A 19-year-old was arrested early Wednesday for posting threats toward black students on Yik Yak.

The threats and arrests sparked the UNC chapter of the NAACP to participate in the Concerned Student 1950 movement, said President Destinee Grove.

“We felt like it was our job to show solidarity and support them, especially since the story hasn’t received the amount of media coverage that it deserves,” Grove said.

On Saturday, two days before the system president resigned, members of the Missouri football team announced they would not participate in football activities until he left office.

For UNC, this is deja vu. About 20 years ago, football players joined other athletes and students in protests to have a free standing building for the Black Cultural Center, which was previously located in the Frank Porter Graham Student Union.

The building was approved in 1993, with the ground breaking in 2001. The new building for the Sonja Haynes Stone Center for Black Culture and History — named after a faculty member who died in 1991 — was officially opened in 2004.

Robert Stone-El, Sonja Haynes Stone’s son and standing member of the Stone Center advisory board, was only 19 years old when the protest for the freestanding building occurred. He said the situation in Missouri takes him back to the ‘90s because in both situations, the athletes played a large role.

“The athletes at Missouri definitely took my mind to the athletes at Carolina who were instrumental,” Stone-El said.

Malcolm Marshall, who was an activist for the Stone Center and played football for UNC from 1990-1994, applauded the athletes’ action at Missouri but said UNC’s situation in the ‘90s was completely different.

“We just wanted a building. Missouri’s story is a little different. They had actual racial actions on campus, and the president didn’t do anything about those actions,” Marshall said.

He said the two are also different because he and his teammates did not threaten revenue like the Missouri athletes did. Marshall said he and his teammates led speak-outs and peaceful protests to educate everyone so others would get behind the idea of building a freestanding Black Cultural Center.

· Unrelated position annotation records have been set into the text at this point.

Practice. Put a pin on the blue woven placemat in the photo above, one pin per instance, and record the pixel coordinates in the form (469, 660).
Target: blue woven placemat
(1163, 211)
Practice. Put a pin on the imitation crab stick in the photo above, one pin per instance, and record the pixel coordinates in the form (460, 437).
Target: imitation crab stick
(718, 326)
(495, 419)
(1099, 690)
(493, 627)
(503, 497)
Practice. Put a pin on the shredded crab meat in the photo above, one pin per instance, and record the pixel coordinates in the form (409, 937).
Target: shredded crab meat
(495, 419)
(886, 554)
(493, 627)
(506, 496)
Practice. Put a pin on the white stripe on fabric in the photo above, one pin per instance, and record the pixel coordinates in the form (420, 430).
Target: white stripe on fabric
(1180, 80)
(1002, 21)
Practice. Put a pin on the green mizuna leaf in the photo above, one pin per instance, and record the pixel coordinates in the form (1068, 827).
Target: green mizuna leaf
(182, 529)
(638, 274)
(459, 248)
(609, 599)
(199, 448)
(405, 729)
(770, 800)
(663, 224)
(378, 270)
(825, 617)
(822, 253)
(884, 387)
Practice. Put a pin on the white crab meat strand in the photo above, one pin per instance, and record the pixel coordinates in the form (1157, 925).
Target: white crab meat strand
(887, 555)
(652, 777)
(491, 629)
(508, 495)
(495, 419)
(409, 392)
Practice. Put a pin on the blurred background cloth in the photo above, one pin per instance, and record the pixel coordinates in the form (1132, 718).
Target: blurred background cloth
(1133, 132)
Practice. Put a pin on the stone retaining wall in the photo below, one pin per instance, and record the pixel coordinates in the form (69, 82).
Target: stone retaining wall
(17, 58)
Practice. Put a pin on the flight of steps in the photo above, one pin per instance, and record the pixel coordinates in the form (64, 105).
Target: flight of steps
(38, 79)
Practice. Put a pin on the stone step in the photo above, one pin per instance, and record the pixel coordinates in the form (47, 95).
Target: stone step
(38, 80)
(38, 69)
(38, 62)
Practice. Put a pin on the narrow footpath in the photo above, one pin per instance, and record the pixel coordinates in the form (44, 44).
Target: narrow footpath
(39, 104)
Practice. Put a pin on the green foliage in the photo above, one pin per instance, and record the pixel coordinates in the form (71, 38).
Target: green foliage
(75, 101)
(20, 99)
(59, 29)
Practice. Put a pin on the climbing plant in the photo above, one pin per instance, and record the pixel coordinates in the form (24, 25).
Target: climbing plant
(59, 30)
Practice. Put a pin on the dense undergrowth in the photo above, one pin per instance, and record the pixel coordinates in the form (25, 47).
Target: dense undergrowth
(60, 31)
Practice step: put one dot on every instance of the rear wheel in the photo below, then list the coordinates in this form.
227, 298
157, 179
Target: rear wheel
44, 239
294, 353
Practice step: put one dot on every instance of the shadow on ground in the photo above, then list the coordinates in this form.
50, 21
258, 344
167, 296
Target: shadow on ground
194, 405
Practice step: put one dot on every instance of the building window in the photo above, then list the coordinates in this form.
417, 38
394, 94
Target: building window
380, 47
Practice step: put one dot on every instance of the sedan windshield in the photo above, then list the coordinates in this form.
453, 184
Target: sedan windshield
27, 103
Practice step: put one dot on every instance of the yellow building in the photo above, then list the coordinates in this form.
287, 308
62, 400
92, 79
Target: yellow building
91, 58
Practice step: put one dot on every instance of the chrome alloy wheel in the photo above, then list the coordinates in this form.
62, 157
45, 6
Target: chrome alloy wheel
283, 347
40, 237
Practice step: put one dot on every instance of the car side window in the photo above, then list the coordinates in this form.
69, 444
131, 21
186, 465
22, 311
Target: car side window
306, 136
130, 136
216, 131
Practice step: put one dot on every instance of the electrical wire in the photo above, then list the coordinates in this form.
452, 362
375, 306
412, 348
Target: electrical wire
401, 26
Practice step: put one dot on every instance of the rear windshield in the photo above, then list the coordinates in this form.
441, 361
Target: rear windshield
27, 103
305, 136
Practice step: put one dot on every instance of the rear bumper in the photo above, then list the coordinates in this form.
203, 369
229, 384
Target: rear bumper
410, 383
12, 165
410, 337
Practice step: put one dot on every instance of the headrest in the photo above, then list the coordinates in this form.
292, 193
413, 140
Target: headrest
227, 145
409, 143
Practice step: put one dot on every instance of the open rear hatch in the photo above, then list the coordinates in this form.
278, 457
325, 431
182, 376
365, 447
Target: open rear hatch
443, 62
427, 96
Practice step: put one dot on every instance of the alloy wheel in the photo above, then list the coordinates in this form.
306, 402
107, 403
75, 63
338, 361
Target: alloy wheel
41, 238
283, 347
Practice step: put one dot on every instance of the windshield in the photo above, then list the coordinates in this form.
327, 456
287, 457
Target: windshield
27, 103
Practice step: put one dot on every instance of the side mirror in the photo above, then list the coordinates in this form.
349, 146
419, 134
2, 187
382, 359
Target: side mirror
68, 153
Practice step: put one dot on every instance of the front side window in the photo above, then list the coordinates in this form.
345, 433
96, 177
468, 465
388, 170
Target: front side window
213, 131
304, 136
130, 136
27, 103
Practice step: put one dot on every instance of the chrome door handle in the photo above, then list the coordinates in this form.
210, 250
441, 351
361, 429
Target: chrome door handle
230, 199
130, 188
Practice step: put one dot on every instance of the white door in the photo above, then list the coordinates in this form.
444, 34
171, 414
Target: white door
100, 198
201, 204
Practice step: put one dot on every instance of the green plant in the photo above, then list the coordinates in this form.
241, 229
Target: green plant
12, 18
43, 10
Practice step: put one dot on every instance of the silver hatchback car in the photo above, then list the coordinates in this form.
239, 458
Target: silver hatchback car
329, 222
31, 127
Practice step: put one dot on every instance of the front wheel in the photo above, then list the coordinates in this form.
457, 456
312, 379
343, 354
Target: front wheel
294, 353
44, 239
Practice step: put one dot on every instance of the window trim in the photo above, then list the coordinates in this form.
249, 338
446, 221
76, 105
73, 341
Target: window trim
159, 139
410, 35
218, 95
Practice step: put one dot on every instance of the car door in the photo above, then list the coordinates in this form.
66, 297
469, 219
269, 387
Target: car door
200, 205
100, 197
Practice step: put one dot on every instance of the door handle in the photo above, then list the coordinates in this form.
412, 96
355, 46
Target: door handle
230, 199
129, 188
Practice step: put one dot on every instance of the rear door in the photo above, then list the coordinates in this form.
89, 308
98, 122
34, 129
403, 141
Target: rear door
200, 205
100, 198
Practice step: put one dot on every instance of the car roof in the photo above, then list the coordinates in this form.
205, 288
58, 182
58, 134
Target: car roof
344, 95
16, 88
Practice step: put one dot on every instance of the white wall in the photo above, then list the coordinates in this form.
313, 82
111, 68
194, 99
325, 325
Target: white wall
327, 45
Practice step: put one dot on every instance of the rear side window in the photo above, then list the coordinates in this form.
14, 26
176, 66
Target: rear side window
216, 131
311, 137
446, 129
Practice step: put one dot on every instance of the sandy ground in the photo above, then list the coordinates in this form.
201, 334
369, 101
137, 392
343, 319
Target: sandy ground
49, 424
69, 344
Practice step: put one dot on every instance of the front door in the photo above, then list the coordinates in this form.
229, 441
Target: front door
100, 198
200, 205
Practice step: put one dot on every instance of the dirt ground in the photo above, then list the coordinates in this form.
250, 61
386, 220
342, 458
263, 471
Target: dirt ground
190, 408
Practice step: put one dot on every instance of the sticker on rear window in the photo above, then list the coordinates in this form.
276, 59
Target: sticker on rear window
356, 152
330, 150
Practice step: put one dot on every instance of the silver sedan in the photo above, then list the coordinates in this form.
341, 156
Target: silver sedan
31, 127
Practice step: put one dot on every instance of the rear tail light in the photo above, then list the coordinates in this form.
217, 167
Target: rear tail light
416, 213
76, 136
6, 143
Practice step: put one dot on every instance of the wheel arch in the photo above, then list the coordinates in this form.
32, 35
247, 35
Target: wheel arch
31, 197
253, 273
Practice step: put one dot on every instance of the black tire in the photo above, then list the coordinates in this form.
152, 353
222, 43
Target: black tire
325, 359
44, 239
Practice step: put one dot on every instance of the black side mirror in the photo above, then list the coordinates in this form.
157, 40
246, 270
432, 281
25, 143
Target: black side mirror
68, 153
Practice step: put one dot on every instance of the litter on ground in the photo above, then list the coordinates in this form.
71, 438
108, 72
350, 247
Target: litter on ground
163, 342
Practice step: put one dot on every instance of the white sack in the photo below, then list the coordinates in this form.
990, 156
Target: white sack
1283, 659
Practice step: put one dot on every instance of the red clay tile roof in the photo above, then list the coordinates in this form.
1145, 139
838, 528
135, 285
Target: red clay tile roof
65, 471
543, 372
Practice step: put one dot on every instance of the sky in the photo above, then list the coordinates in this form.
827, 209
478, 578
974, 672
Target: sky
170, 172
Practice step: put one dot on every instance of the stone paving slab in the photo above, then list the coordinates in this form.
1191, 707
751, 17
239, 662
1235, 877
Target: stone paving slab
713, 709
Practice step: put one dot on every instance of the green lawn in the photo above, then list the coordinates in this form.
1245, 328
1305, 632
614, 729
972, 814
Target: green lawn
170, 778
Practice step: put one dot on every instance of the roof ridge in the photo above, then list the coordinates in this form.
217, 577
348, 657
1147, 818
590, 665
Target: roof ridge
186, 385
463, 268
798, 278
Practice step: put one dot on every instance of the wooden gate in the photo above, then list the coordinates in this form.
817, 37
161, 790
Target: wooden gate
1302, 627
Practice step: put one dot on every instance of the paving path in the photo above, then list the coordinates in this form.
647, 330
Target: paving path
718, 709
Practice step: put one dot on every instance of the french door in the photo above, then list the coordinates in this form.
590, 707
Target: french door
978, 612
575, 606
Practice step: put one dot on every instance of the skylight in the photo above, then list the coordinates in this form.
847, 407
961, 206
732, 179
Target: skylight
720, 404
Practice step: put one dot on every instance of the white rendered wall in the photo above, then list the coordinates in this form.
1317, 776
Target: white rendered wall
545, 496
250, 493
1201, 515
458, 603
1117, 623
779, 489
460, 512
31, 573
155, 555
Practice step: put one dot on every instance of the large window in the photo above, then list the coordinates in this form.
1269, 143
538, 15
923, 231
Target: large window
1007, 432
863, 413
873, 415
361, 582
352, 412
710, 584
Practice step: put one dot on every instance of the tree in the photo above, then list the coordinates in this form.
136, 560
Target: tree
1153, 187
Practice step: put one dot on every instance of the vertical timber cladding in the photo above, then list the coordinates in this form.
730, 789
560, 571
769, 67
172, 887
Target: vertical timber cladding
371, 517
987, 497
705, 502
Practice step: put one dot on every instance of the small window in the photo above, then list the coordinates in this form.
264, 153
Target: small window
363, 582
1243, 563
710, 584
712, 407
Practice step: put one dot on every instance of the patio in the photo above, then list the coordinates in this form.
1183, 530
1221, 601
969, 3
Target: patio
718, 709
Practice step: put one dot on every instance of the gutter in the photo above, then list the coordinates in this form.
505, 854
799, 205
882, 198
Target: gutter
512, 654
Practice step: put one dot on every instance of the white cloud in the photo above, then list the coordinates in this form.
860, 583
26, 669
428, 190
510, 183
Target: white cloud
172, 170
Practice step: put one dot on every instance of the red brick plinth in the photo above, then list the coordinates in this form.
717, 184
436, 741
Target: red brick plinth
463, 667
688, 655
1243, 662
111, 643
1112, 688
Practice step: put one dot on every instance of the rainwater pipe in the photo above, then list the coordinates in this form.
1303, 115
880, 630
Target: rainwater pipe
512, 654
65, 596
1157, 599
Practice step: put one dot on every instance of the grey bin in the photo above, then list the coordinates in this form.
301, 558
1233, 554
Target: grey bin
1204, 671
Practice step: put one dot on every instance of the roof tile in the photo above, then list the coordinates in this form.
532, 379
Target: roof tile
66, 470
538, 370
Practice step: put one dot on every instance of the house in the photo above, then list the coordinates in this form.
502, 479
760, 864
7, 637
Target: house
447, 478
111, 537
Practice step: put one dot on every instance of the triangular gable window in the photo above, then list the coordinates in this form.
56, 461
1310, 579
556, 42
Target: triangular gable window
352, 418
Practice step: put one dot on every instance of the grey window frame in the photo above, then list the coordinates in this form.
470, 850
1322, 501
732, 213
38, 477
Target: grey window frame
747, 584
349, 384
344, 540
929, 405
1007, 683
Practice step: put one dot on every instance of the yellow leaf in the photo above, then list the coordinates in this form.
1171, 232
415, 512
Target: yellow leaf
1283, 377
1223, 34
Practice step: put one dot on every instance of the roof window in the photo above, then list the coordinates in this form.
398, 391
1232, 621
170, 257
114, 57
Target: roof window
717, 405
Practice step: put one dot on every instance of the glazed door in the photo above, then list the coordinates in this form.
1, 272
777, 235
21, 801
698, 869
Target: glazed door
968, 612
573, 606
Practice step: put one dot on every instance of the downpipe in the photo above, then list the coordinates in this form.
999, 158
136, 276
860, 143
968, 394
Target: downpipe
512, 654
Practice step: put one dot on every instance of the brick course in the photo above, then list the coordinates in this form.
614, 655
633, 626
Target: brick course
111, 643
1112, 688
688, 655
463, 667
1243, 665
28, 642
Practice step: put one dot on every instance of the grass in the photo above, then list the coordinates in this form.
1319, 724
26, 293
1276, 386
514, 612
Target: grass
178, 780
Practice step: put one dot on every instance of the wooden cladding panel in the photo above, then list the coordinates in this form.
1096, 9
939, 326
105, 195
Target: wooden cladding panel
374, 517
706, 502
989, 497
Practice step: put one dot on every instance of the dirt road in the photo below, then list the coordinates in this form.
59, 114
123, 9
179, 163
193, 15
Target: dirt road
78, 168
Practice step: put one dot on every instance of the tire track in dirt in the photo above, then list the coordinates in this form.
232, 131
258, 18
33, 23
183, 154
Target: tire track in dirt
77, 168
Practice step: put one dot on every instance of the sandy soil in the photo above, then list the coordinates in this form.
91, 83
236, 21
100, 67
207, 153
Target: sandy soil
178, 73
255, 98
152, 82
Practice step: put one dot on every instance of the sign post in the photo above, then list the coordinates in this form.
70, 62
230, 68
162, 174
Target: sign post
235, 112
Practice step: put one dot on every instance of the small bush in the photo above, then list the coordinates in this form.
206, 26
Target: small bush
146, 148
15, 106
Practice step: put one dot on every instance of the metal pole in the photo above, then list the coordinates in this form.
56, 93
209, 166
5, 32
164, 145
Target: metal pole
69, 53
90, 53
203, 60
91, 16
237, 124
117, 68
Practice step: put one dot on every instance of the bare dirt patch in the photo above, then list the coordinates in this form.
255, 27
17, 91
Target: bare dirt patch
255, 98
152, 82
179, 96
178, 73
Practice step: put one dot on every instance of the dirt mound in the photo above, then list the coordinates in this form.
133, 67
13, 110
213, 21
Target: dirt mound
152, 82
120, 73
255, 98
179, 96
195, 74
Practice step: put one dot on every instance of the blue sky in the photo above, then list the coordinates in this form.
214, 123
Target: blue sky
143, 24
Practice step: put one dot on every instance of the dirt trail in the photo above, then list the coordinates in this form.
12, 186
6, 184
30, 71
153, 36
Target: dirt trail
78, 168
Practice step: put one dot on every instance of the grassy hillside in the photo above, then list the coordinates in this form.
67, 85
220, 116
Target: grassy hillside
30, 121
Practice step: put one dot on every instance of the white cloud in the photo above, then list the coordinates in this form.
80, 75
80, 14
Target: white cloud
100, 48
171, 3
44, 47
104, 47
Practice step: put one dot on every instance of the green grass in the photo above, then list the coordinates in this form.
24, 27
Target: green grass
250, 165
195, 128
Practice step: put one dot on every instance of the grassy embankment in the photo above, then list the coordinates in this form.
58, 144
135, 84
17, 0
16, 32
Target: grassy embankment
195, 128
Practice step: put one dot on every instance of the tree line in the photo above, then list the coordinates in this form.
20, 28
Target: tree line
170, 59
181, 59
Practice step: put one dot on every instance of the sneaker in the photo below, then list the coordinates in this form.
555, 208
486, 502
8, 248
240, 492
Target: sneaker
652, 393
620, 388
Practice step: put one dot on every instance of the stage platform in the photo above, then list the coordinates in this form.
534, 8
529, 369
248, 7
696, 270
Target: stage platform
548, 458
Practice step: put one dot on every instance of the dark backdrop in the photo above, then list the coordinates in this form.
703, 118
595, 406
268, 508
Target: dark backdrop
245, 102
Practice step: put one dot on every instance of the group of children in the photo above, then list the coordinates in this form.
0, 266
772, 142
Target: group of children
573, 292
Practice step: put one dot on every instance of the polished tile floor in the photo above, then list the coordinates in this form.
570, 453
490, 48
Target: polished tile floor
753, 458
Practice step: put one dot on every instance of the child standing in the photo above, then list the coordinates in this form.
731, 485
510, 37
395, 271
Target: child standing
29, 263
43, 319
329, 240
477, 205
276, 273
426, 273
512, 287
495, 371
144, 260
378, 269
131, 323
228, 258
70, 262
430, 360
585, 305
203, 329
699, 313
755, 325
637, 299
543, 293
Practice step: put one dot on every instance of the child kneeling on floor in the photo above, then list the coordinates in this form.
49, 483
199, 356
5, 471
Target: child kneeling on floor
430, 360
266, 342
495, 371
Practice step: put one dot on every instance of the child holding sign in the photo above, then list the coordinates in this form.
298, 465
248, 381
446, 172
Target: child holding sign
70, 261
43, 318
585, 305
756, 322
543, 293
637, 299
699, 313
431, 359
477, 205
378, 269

But in both situations, Marshall said, the teams and coaches supported the athletes’ choices to speak out.

“When I played at Carolina, people thought it was going to divide my team, but it didn’t,” he said. “It brought my team closer together, because my teammates who weren’t African-American understood.”

At both Missouri and UNC, there are questions about whether the athletes’ actions put their scholarships in danger.

Robert Orr, a UNC law professor and former North Carolina judge, said there isn’t much a school or coach can do when it comes to taking a number of athletes’ scholarships away if they decide to stand together and protest or go on strike.

“Should (the players) organize and come together to make demands like that, I think the University, in a practical matter, (has) to roll over and do what the players want,” Orr said.

Marshall said alumni would write to then-head coach Mack Brown asking the University to take their scholarships away. Brown stood with the team, which made Marshall and his teammates feel safer in their decision to speak out.

“Knowing he had our back, we felt like this was a cause that we should probably stay with,” Marshall said.

Orr said the case in Missouri proved that athletes have more power than they think they do.

“They refer to them as student-athletes, but in reality they are huge revenue generators for the universities and the NCAA,” Orr said. “Like any worker who is extraordinarily valuable to his or her employer, that worker has a certain leverage if they’re willing to use it.”